On Wednesday, Renate Künast, a member of the opposition Greens and the chairwoman of the Bundestag's legal affairs committee, said the treason allegations were "clearly aimed at intimidating media organizations - maybe even parliamentarians." She said Netzpolitik was singled out because it had published the confidential documents in their entirety: "That was obviously the last straw." But, she said, the probe "totally backfired."

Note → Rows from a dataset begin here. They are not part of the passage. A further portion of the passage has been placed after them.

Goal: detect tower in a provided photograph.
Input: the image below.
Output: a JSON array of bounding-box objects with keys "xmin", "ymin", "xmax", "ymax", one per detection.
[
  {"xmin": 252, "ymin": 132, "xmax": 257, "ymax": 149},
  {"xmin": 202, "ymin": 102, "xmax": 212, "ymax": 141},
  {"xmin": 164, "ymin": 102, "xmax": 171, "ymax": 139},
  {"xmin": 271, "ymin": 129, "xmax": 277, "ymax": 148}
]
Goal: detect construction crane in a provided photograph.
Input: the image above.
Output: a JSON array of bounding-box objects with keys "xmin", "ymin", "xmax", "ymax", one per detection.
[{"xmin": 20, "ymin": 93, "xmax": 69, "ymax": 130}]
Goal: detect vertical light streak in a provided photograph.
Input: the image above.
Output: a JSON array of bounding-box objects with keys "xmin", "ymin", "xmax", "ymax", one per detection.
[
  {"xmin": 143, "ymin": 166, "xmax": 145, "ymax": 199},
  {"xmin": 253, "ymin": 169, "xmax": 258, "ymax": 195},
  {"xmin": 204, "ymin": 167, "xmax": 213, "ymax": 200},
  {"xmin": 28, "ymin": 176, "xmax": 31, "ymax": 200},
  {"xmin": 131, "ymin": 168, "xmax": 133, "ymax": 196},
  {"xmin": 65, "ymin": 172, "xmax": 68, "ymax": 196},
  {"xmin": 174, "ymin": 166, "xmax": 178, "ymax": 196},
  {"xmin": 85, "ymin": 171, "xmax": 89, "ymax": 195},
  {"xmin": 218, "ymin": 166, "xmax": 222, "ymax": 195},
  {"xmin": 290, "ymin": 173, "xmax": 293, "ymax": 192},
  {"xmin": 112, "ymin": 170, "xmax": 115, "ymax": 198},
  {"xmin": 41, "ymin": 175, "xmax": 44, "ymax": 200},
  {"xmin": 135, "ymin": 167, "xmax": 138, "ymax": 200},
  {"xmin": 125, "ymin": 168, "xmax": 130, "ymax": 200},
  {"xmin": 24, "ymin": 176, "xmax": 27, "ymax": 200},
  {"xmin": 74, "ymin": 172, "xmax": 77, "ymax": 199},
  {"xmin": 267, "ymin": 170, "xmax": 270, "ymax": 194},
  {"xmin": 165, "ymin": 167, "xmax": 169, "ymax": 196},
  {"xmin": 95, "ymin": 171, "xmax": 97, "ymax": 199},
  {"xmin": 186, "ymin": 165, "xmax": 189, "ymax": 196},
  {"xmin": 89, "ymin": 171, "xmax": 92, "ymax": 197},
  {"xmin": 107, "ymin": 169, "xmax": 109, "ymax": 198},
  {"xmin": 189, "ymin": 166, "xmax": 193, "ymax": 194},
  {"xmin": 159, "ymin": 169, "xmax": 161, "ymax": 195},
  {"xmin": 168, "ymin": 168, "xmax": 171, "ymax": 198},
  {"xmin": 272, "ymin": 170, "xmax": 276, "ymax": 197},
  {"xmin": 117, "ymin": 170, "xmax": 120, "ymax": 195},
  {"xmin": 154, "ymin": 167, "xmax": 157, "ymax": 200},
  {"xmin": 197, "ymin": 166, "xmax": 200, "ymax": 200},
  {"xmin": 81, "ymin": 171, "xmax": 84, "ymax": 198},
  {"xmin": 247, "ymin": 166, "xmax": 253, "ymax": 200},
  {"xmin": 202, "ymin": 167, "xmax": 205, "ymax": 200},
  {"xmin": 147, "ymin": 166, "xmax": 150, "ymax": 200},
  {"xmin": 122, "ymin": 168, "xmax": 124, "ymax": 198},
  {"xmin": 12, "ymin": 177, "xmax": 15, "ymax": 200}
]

Markus Beckedahl (phpto: Britta Pedersen/dpa)
Beckedahl hopes that the case will motivate authorities to improve protections for whistleblowersImage: picture-alliance/dpa/B. Pedersen

Did Merkel's office know of the probe?

Opposition politicians claim that both the Chancellery and Interior Ministry knew of the investigation - and maybe even prompted the BND to file its criminal complaint - but the absence of Interior Minister de Maiziere and BND boss Maassen made it difficult to pursue that line of questioning.

The treason investigation prompted widespread criticism from free-speech advocates who accuse the authorities of curtailing expression and failing to protect whistleblowers. Many also accuse the government of singling out journalists while notably failing to investigate accusations of mass surveillance by the US National Security Agency.

Online journalists: Investigators or traitors?

Ultimately, Social Democratic Justice Minister Heiko Maas weighed in, questioning the decision to open the investigation in the first place and finally firing Range after the prosecutor accused him of political interference, which Maas has denied.

According to members, the parliamentary committee has not determined whether Maas put pressure on Range to drop the case, which the prosecutor's office ultimately did.

Meanwhile, a separate investigation into how the documents were leaked to the bloggers continues.

Künast said her committee would invite de Maiziere and Maassen to another hearing: "Eventually, they'll have to make an appearance."

Parliamentarians, it seems, are committed to ensuring that the investigation does not just peter out, as many journalists still fear.